Het Meldpunt is verplicht de volgende gegevens te verstrekken aan de instanties en ambtenaren die met de opsporing en vervolging van misdrijven zijn belast:

  • 1.

    gegevens waaruit een redelijk vermoeden voortvloeit dat een bepaald persoon zich schuldig heeft gemaakt aan het witwassen van geld of aan een hieraan ten grondslag liggend misdrijf;

  • 2.

    gegevens waarvan redelijkerwijs kan worden vermoed dat zij van belang zijn voor de opsporing van het witwassen van geld of van de hieraan ten grondslag liggende misdrijven;

  • 3.

    gegevens waarvan redelijkerwijs kan worden vermoed dat zij van belang zijn voor de voorkoming of opsporing van toekomstige misdrijven, die aan het witwassen van geld ten grondslag kunnen liggen en die, gezien hun ernst of frequentie dan wel het georganiseerd verband waarin zij zullen worden gepleegd, een ernstige inbreuk op de rechtsorde opleveren.

Artikel 7
  • 1. Bij landsbesluit, houdende algemene maatregelen, worden regels gesteld omtrent de verstrekking van gegevens uit het register van het Meldpunt en de voorwaarden waaronder, aan van overheidswege aangewezen instanties in of buiten het Koninkrijk die een vergelijkbare taak hebben als het Meldpunt.

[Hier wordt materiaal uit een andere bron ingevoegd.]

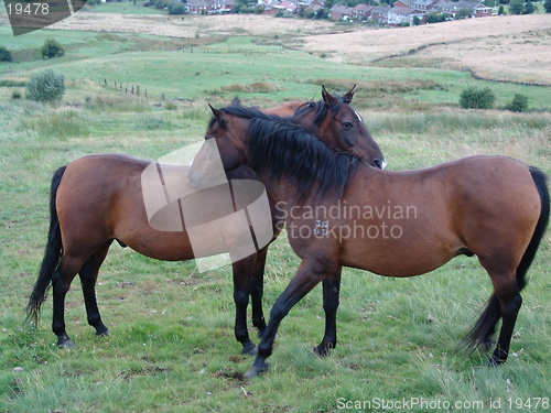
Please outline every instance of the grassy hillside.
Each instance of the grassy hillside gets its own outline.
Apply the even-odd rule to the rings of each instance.
[[[32,57],[45,37],[66,44],[66,55]],[[199,273],[194,262],[154,261],[112,246],[97,286],[111,336],[94,336],[77,280],[66,303],[76,348],[53,345],[51,297],[37,332],[22,326],[45,243],[50,180],[60,165],[100,152],[158,159],[203,137],[206,102],[222,106],[235,96],[261,106],[317,100],[321,84],[337,91],[358,84],[354,106],[390,169],[488,153],[551,174],[548,89],[479,81],[453,70],[346,65],[271,45],[273,39],[266,37],[47,31],[3,39],[29,57],[0,64],[1,411],[333,412],[347,401],[379,403],[352,411],[434,410],[396,404],[414,398],[457,402],[464,410],[482,402],[480,411],[496,411],[490,403],[500,402],[504,412],[549,411],[538,399],[548,398],[551,388],[549,232],[529,272],[515,354],[497,369],[484,367],[487,354],[461,348],[491,292],[475,258],[407,280],[346,269],[337,348],[326,359],[310,352],[324,325],[317,287],[284,319],[269,373],[252,382],[240,379],[252,360],[239,354],[234,339],[229,268]],[[14,91],[24,95],[18,85],[44,67],[65,74],[63,104],[12,99]],[[121,91],[120,84],[140,85],[140,98]],[[538,110],[461,110],[458,95],[469,85],[489,86],[497,106],[517,93],[527,95]],[[271,247],[267,313],[299,262],[283,236]]]

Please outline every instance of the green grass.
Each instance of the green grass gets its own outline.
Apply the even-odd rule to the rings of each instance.
[[[57,34],[75,44],[87,36]],[[13,47],[21,42],[21,48],[42,43],[25,37],[10,41]],[[463,73],[335,64],[247,37],[198,47],[193,54],[155,51],[154,44],[163,43],[159,37],[147,40],[154,43],[139,43],[133,35],[86,39],[86,47],[69,50],[61,59],[0,65],[0,80],[24,79],[44,66],[68,79],[60,107],[11,100],[12,91],[22,87],[0,86],[0,411],[334,412],[342,411],[337,400],[422,398],[482,401],[483,411],[490,412],[496,411],[489,409],[490,401],[549,396],[549,232],[529,272],[511,344],[516,355],[497,369],[484,367],[487,354],[468,355],[460,345],[491,293],[475,258],[457,258],[404,280],[345,269],[337,348],[325,359],[310,351],[324,326],[316,287],[283,320],[270,371],[252,382],[239,379],[252,360],[240,355],[234,338],[229,268],[198,273],[194,262],[154,261],[115,244],[97,285],[111,336],[98,338],[87,325],[77,280],[66,302],[76,348],[53,345],[51,297],[39,329],[24,327],[24,306],[46,238],[53,171],[90,153],[158,159],[202,139],[209,119],[206,102],[226,105],[237,93],[247,105],[269,106],[291,98],[317,100],[322,83],[341,91],[357,83],[354,106],[390,169],[493,153],[551,174],[550,113],[461,110],[461,89],[483,84]],[[253,58],[251,51],[258,53]],[[105,87],[104,78],[140,84],[149,98]],[[259,91],[259,83],[278,87]],[[484,85],[500,100],[522,93],[531,107],[549,105],[544,88]],[[153,106],[160,94],[176,109]],[[281,236],[268,259],[267,314],[299,263]],[[501,411],[545,410],[503,405]]]

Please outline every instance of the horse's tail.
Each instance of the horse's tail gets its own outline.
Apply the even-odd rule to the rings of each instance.
[[[520,260],[519,265],[517,267],[517,284],[519,292],[526,286],[528,280],[526,279],[526,273],[530,268],[530,264],[536,257],[536,251],[538,251],[538,247],[540,246],[541,239],[543,238],[543,233],[549,224],[549,188],[547,186],[547,176],[543,172],[534,166],[529,167],[530,173],[532,175],[533,183],[536,184],[536,188],[540,194],[540,217],[538,219],[538,224],[536,225],[536,229],[532,235],[532,239],[528,244],[528,248]],[[467,341],[469,347],[476,348],[479,345],[489,346],[489,338],[494,334],[496,324],[501,317],[501,309],[499,307],[499,300],[497,298],[496,293],[491,294],[488,302],[486,303],[486,307],[484,308],[483,314],[471,329],[467,335]]]
[[[36,325],[40,318],[40,308],[45,301],[46,291],[52,283],[52,275],[57,269],[62,256],[62,233],[60,220],[57,219],[57,208],[55,198],[57,188],[67,166],[62,166],[55,171],[50,188],[50,230],[47,232],[46,250],[40,268],[39,278],[34,284],[33,292],[26,305],[26,320]]]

  • 2. De in het eerste lid bedoelde gegevensverstrekking aan instanties buiten het Koninkrijk geschiedt alleen op basis van een verdrag of een administratief akkoord.

Artikel 8

Benoeming, schorsing en ontslag van het hoofd en het overige personeel van het Meldpunt geschiedt, gehoord de begeleidingscommissie, bedoeld in artikel 16, bij landsbesluit op voordracht van de minister van Financiën in overeenstemming met de minister van Justitie.

Artikel 9

De minister van Financiën bepaalt in overeenstemming met de minister van Justitie, gehoord de begeleidingscommissie, bedoeld in artikel 16, de begroting en formatie van het Meldpunt.

HOOFDSTUK III De meldingsplicht

Artikel 10
  • 1. Door de minister van Financiën en de minister van Justitie gezamenlijk worden, na overleg met het Meldpunt, gehoord de commissie, bedoeld in artikel 16, zo nodig per daarbij te onderscheiden categorieën transacties, voor een termijn van ten hoogste zes maanden, de indicatoren vastgesteld aan de hand waarvan wordt beoordeeld of een transactie moet worden aangemerkt als een ongebruikelijke transactie.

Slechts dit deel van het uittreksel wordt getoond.